La recensione odierna, cari appassionati di giallo e frequentatori di Thriller Café, non vi farà valicare i confini nazionali e non vi cullerà verso lidi esotici. Nella più ferrea tradizione del ciò-che abbiamo-a-casa-nostra-non-è-da-meno, oggi vi aprirò una finestra sulle Langhe, il territorio piemontese di magnifiche colline e rigogliosi vigneti, a cavallo tra le province di Cuneo e Asti e a un tiro di schioppo dalla Liguria. E per giocare completamente a carte scoperte, ultimo ma non meno importante, sito riconosciuto Patrimonio Mondiale dell’Umanità.
Certo è, ahinoi, che la malvagità dell’uomo non guarda in faccia a niente. Il male, perfettamente in linea con la celebre frase di Via col vento pronunciata da Clark Gable alias Rhett Butler, se ne infischia, non si fa impietosire o intimorire, va per la sua strada, serpeggia e infierisce ovunque.
Di tutto ciò, e di molto altro, ci parla lo scrittore ospedalettese Orso Tosco con il suo romanzo “L’ultimo pinguino delle Langhe“, e lo fa per voce del protagonista, il Commissario Gualtiero Bova, il quale non ha ancora ben chiaro se il suo trasferimento nel piccolo borgo di Clavesana, dalla natia Liguria, è stata una promozione o una retrocessione.
A Bova vengono assegnate le indagini dell’assassinio di una donna il cui corpo nudo e con una misteriosa scritta su una natica viene rinvenuto da un jogger ai margini di una strada, in un’area boschiva della zona. A rendere ancor più inspiegabile il ritrovamento è il fatto che sul cadavere è stato scritto, con il sangue della vittima, proprio il nome dell’ignaro ed esterrefatto patito di corsa. È necessario aggiungere che non saranno indagini per niente scontate, che il Commissario e la sua squadra di bislacchi e simpatici collaboratori incontreranno bastoni di ogni tipo tra le ruote?

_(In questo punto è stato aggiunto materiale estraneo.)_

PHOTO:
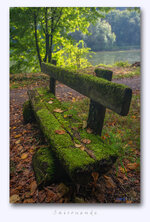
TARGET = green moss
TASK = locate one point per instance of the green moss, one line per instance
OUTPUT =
(76, 162)
(44, 166)
(114, 96)
(28, 114)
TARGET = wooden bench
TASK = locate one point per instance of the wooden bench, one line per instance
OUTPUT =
(79, 152)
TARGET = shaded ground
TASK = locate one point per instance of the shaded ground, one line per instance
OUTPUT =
(26, 139)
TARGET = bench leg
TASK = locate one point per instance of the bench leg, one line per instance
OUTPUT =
(97, 111)
(96, 117)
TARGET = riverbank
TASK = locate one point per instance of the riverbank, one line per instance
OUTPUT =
(111, 57)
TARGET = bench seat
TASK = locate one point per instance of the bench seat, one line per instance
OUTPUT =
(80, 153)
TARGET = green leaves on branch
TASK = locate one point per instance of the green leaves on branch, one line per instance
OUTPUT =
(37, 34)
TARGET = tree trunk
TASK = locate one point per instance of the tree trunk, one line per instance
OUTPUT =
(46, 35)
(36, 39)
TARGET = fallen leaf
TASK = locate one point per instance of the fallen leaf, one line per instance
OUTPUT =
(130, 142)
(24, 156)
(128, 201)
(133, 166)
(95, 176)
(14, 198)
(133, 117)
(58, 110)
(29, 201)
(82, 148)
(84, 124)
(60, 132)
(123, 170)
(86, 141)
(62, 189)
(73, 99)
(17, 142)
(89, 130)
(91, 154)
(17, 136)
(50, 102)
(109, 182)
(77, 145)
(33, 187)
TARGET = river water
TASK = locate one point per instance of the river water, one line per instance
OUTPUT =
(110, 57)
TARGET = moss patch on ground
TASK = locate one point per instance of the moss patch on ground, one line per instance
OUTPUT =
(28, 114)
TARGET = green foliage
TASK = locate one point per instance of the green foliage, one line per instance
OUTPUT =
(122, 64)
(38, 34)
(72, 56)
(126, 26)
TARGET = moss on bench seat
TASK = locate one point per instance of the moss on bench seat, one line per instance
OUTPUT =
(78, 163)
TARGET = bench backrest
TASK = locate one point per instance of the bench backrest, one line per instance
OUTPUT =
(114, 96)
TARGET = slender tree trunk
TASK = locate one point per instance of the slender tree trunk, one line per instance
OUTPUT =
(51, 39)
(47, 36)
(36, 39)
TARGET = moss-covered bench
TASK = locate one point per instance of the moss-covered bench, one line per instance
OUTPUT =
(75, 149)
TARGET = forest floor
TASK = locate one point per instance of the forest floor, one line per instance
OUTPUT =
(120, 185)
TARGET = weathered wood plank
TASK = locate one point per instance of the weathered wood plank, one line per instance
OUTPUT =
(77, 163)
(97, 111)
(52, 83)
(116, 97)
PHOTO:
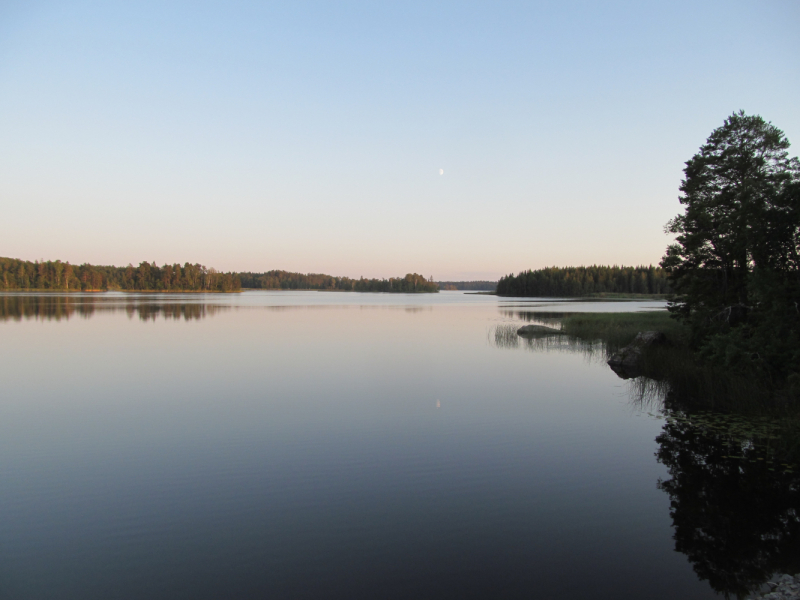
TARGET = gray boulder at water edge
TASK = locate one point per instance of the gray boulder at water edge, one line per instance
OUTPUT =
(627, 362)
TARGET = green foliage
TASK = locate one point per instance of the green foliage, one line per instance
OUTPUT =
(570, 282)
(735, 266)
(57, 276)
(284, 280)
(619, 329)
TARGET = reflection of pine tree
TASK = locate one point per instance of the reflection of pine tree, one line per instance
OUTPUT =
(735, 518)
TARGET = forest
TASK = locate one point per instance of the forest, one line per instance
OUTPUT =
(18, 274)
(585, 281)
(23, 275)
(482, 286)
(284, 280)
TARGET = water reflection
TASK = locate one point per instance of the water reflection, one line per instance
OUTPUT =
(734, 505)
(734, 497)
(505, 336)
(16, 307)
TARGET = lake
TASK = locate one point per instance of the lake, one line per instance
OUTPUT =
(326, 445)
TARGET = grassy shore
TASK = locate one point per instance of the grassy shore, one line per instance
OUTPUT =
(618, 329)
(677, 376)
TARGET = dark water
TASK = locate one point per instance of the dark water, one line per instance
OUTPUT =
(323, 445)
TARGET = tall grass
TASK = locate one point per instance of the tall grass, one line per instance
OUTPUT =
(617, 330)
(678, 379)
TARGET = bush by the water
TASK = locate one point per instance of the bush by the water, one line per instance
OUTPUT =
(585, 281)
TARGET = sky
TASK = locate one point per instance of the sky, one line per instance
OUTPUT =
(460, 140)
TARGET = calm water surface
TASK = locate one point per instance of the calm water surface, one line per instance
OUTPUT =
(321, 445)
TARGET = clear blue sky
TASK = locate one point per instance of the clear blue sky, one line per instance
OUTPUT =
(309, 136)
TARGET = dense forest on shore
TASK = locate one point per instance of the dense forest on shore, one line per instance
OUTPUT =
(61, 276)
(478, 286)
(284, 280)
(584, 281)
(21, 275)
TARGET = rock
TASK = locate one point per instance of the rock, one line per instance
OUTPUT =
(627, 362)
(531, 330)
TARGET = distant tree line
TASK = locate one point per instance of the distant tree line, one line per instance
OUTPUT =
(18, 274)
(284, 280)
(484, 286)
(584, 281)
(56, 275)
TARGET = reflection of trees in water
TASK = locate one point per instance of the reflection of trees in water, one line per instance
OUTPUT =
(733, 503)
(505, 336)
(58, 307)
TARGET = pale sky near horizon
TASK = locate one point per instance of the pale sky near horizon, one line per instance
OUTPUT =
(310, 136)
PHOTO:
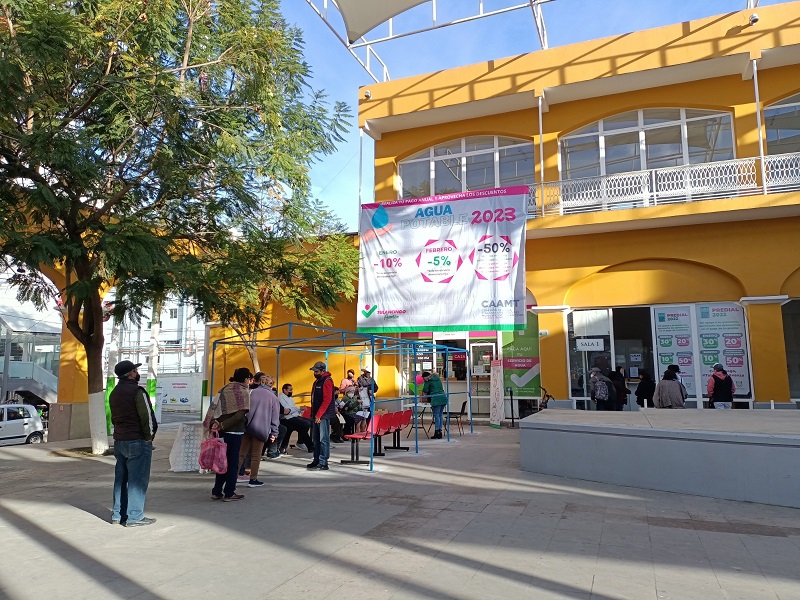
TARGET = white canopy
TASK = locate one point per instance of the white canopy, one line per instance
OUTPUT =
(361, 16)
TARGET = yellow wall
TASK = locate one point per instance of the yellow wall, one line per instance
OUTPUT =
(684, 252)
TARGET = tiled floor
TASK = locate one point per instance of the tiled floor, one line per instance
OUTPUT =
(459, 520)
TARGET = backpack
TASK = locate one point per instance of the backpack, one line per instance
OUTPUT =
(600, 390)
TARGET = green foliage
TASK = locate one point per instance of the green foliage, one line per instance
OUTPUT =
(136, 135)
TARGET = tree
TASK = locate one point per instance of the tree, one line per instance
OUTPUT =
(271, 266)
(134, 135)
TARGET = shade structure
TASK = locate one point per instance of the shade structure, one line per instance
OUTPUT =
(361, 16)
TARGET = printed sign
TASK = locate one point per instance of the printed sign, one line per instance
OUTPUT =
(421, 257)
(584, 345)
(496, 398)
(521, 368)
(720, 328)
(674, 343)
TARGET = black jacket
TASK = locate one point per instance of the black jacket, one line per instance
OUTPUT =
(131, 412)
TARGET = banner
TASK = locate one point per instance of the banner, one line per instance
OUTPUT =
(521, 369)
(722, 340)
(674, 344)
(496, 395)
(445, 263)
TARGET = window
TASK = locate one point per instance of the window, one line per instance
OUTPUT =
(473, 163)
(782, 122)
(652, 138)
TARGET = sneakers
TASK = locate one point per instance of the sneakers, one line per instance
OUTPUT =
(145, 521)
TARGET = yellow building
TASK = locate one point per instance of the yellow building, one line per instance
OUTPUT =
(664, 221)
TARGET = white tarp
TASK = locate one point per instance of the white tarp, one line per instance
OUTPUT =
(454, 262)
(361, 16)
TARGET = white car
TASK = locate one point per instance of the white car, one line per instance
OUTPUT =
(20, 424)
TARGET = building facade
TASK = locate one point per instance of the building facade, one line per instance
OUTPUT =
(664, 218)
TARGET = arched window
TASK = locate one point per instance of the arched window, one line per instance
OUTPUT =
(471, 163)
(782, 121)
(649, 138)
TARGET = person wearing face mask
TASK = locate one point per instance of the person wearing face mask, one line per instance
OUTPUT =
(349, 381)
(349, 407)
(292, 420)
(135, 427)
(323, 409)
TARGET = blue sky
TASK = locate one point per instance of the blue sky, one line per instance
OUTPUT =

La risposta è no. L’investigazione si snoda come da consuetudine, tra interrogatori, elucubrazioni, tortuosità varie, lampi intuitivi e colpi di scena, il tutto reso ancor più complicato dall’immancabile ostruzionismo di alcune personalità locali attaccate come cozze allo scoglio a poltrone, malcostume e affini.
Quello che rende originale e accattivante la lettura, e che consiglio vivamente, è in primis lo stile dell’autore, molto attento e preciso nel descrivere le ambientazioni, le atmosfere e i giudiziosi turbamenti esistenziali del protagonista. Il suo è un linguaggio forbito ma senza ridondanze, con la giusta dose di ironia e di quel malinconico fatalismo che spesso, alla fine, è ciò che contraddistingue una narrazione ordinaria da una non ordinaria.
Difatti, un atto sanguinoso è a tutti gli effetti l’antitesi di un posto come le Langhe, il cui skyline di colline e calanchi geometricamente frattali rimanda a un infinito mare ondoso, a una perpetua armonia fatta di pace e perfezione. Eppure Orso Tosco riesce con maestria a far convivere questi estremi, grazie anche e soprattutto al suo protagonista. Il Commissario Gualtiero Bova è detto Pinguino per la corporatura “a pera” e un’andatura apparentemente barcollante tipiche del bipede. Ma non fatevi fuorviare da facili conclusioni estetiche; Bova è dotato di uno spirito d’osservazione fuori dal comune e di un intelletto sopraffino che non ha nulla da invidiare a mostri sacri quali Sherlock Holmes e Nero Wolfe.
Il pinguino è l’animale per antonomasia simbolo dell’Antartide, pertanto, come habitat, non c’è niente di più lontano delle Langhe. Allo stesso modo il Pinguino Bova si sente sempre un po’ fuori luogo, in un persistente equilibrio instabile. La sua indole, però, gli consente di distaccarsi e di mimetizzarsi, e questa è la chiave per riuscire ad osservare con maggior cura, scevro da preconcetti, e cogliere il dettaglio, il tassello anomalo che un occhio poco diligente non è in grado di individuare e da cui parte la comprensione complessiva degli eventi. Una frase mi ha colpito molto: non c’è miglior posto per nascondere una foglia di un prato autunnale. Non solo nella finzione.